For many compliance teams, this process revealed uncomfortable gaps. A company might be able to certify that its direct coal suppliers were audited for labor standards, but find that transshipment hubs or intermediary traders offered little transparency. Others discovered that while mines in certain countries had passed local inspections, they were still linked indirectly to networks flagged for rights abuses through their labor recruitment chains. And here is where the 2022 compliance round stood apart: it wasn’t sufficient anymore to stop at a surface-level due diligence. The expectation was, and remains, that firms demonstrate both a process and a willingness to probe further down the chain—even if the answers were, at times, incomplete.
There’s a practical side to this that’s easy to overlook. Preparing non-financial statements in line with these heightened expectations has, for many firms, required a real shift in internal systems. For EU energy companies grappling with these demands, one of the more immediate steps has been to align their reporting frameworks with the ESRS 2 draft. While still in draft form, ESRS 2 provides a structure that can help firms think through the materiality of various risks, the boundaries of reporting entities, and the metrics that might plausibly be applied.
It’s worth pausing on what this alignment actually looks like in practice. First, companies have had to review their existing data collection processes to ensure that supply-chain risks, particularly in relation to human rights, are flagged early and systematically. This might sound obvious, but in reality, supply chain management and ESG reporting have not always been tightly coupled functions within firms. Bridging that gap often means establishing new channels of communication between procurement, compliance, and sustainability teams—no small cultural shift for organisations accustomed to operating in silos.
Second, and perhaps more tactically, firms have been working through checklists or frameworks that help translate the broad principles of the NFRD and ESRS drafts into operational terms. A typical checklist for energy firms reporting on coal-fired supply chains in this context might include steps such as: mapping all Tier 1 and key Tier 2 suppliers of coal and related services; conducting risk screenings using open-source data or NGO reports on mining regions; documenting and disclosing any mitigation actions taken where risks are identified; and providing narrative context on the challenges and limitations of such disclosures.

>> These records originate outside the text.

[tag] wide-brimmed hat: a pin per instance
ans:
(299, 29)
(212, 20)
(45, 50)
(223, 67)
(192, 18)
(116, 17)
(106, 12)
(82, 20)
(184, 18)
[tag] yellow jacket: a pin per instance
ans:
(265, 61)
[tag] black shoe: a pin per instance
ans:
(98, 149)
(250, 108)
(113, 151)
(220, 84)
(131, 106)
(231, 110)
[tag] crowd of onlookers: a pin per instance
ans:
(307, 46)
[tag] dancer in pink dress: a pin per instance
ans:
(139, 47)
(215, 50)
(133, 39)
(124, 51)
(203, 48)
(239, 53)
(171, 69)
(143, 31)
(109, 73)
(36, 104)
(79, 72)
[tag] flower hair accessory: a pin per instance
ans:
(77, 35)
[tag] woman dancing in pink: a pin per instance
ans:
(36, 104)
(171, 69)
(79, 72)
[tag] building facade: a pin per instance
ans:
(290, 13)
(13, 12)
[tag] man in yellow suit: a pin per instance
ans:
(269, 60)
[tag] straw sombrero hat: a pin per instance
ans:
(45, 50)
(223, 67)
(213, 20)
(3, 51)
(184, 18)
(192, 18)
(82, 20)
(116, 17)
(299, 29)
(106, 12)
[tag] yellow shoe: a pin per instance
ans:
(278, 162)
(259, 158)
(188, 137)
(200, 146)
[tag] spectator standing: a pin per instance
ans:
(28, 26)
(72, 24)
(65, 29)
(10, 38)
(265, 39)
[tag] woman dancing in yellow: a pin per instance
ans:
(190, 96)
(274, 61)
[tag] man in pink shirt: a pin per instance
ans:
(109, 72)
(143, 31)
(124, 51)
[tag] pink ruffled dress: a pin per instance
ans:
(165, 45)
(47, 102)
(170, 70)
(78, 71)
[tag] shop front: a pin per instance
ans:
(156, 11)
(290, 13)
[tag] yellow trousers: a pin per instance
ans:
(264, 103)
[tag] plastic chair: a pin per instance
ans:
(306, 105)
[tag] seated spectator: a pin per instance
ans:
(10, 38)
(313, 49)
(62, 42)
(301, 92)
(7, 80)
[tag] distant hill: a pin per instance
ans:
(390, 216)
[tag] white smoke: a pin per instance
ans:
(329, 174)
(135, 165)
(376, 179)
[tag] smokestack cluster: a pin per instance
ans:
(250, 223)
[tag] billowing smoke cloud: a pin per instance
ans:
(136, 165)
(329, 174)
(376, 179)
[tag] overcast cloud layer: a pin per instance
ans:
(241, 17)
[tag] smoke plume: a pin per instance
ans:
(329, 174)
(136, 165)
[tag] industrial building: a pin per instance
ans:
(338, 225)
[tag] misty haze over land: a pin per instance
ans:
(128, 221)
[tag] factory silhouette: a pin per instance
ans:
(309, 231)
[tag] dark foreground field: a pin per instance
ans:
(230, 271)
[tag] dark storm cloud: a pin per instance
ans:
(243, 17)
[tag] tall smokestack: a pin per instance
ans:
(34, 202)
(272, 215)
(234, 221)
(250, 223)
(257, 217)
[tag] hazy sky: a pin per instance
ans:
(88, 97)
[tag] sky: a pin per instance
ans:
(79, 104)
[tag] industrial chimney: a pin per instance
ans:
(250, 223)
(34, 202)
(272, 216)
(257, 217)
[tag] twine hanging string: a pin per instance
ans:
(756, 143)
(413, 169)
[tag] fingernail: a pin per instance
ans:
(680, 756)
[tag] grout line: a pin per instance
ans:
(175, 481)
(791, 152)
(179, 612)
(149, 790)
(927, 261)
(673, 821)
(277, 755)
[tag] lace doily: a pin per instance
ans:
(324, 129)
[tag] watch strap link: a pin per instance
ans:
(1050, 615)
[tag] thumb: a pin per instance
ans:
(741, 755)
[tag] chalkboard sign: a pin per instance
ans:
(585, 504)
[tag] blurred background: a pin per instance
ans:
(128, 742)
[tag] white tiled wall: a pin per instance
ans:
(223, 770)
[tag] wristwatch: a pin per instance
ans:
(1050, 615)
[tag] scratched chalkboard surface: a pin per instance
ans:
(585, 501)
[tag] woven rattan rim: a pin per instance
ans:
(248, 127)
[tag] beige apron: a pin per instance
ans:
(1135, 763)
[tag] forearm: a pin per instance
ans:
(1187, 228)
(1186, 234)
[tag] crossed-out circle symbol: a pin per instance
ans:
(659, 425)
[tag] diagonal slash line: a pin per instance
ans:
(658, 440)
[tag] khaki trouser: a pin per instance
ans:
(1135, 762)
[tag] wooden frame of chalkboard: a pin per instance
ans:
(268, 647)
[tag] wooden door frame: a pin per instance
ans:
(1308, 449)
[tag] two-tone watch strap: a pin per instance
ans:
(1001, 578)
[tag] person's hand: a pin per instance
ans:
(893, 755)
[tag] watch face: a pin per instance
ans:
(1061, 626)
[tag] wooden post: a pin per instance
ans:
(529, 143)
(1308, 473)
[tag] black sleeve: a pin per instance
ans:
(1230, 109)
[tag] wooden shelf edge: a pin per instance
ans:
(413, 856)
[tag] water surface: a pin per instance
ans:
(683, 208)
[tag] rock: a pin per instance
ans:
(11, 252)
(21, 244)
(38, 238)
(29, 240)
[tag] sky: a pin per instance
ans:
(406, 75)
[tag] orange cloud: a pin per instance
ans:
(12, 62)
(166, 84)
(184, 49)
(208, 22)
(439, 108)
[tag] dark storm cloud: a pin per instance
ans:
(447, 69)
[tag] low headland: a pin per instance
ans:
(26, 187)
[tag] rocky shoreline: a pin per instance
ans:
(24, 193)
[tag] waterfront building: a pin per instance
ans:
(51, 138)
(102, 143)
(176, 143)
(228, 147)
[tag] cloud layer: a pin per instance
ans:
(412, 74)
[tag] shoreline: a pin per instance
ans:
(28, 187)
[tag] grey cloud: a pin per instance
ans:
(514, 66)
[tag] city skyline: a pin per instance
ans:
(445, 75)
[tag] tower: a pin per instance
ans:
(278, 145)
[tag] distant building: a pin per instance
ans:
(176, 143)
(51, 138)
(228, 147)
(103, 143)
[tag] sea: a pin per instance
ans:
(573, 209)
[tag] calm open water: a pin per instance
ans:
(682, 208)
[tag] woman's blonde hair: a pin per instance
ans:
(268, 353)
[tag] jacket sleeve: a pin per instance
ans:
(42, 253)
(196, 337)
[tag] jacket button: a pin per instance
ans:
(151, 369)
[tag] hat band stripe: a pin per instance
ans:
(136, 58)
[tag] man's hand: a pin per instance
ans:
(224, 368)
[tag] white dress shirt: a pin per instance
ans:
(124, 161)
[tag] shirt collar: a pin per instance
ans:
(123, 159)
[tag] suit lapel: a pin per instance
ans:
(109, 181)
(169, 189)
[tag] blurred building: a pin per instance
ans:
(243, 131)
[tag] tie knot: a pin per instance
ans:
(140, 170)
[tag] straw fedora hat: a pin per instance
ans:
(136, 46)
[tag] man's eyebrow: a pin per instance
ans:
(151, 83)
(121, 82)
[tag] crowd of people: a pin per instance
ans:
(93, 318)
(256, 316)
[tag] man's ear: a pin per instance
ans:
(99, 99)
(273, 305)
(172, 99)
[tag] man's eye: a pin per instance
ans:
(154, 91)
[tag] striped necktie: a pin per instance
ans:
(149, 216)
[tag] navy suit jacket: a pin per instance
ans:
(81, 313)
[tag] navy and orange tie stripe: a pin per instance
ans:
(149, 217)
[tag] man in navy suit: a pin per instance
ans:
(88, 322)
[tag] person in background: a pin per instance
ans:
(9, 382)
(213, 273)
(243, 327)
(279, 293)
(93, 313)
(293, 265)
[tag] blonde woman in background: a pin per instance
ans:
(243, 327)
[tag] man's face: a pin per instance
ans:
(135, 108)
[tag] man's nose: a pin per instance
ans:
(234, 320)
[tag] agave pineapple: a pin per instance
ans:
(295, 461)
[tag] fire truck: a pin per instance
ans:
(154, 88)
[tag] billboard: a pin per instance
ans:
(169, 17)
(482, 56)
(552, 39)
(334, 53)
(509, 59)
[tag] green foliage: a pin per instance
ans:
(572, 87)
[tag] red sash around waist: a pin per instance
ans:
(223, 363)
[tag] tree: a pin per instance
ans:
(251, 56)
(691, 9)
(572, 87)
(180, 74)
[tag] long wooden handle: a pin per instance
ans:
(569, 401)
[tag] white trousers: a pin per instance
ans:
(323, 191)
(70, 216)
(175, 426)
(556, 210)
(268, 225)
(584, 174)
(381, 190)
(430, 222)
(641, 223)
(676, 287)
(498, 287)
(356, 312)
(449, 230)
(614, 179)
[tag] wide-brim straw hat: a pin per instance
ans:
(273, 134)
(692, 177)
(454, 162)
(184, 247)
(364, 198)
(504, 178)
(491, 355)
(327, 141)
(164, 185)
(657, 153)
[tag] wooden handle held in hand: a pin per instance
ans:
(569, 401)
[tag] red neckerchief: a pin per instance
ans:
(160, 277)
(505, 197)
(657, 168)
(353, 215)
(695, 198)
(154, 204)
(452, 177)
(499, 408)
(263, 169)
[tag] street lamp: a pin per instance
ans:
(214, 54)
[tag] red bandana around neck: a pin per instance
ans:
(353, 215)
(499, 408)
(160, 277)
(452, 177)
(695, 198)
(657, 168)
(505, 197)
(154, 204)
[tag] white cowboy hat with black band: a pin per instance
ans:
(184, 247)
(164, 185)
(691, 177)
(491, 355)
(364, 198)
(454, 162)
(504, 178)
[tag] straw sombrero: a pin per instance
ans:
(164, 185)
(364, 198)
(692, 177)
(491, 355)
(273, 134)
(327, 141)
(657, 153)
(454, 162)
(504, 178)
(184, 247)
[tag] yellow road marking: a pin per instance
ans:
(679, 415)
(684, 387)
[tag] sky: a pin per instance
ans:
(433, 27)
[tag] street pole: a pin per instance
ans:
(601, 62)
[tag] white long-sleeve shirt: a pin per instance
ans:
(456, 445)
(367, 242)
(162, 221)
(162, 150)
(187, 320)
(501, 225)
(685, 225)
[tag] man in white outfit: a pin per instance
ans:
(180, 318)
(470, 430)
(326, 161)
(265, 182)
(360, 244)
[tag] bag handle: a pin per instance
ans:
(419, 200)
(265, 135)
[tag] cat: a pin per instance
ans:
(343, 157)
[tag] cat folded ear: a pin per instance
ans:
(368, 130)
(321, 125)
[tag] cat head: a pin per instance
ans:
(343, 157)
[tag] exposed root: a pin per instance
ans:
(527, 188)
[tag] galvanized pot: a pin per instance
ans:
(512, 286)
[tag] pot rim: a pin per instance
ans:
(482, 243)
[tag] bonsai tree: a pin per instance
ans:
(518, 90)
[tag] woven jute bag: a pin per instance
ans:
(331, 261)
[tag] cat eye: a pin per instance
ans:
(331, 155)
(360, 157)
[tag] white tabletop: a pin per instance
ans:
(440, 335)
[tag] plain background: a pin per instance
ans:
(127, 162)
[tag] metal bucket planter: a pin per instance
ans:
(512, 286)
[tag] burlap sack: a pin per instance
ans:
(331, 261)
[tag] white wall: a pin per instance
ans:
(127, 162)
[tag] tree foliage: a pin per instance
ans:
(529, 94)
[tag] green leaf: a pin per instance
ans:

Some firms have gone a step further, integrating third-party audit data where available, or engaging specialist consultants to conduct bespoke risk assessments on particular supply routes. But there’s an understandable tension here: the more detail firms provide, the more questions they may raise about gaps or weak spots. And yet, the current regulatory mood seems to favour transparency about imperfection over the appearance of a flawless, but shallow, compliance story.
What’s also becoming clear is that the iterative nature of these reporting rounds is, in itself, a driver of deeper change. Companies that might have approached NFRD compliance as a box-ticking exercise a few years ago are now seeing that the demands will only increase—particularly as the CSRD and ESRS frameworks move from draft to formal adoption. There’s a sense, perhaps still nascent but growing, that supply-chain transparency isn’t simply a regulatory burden but a competitive necessity in a world where stakeholders—from investors to consumers—are becoming more attuned to the realities behind corporate ESG claims.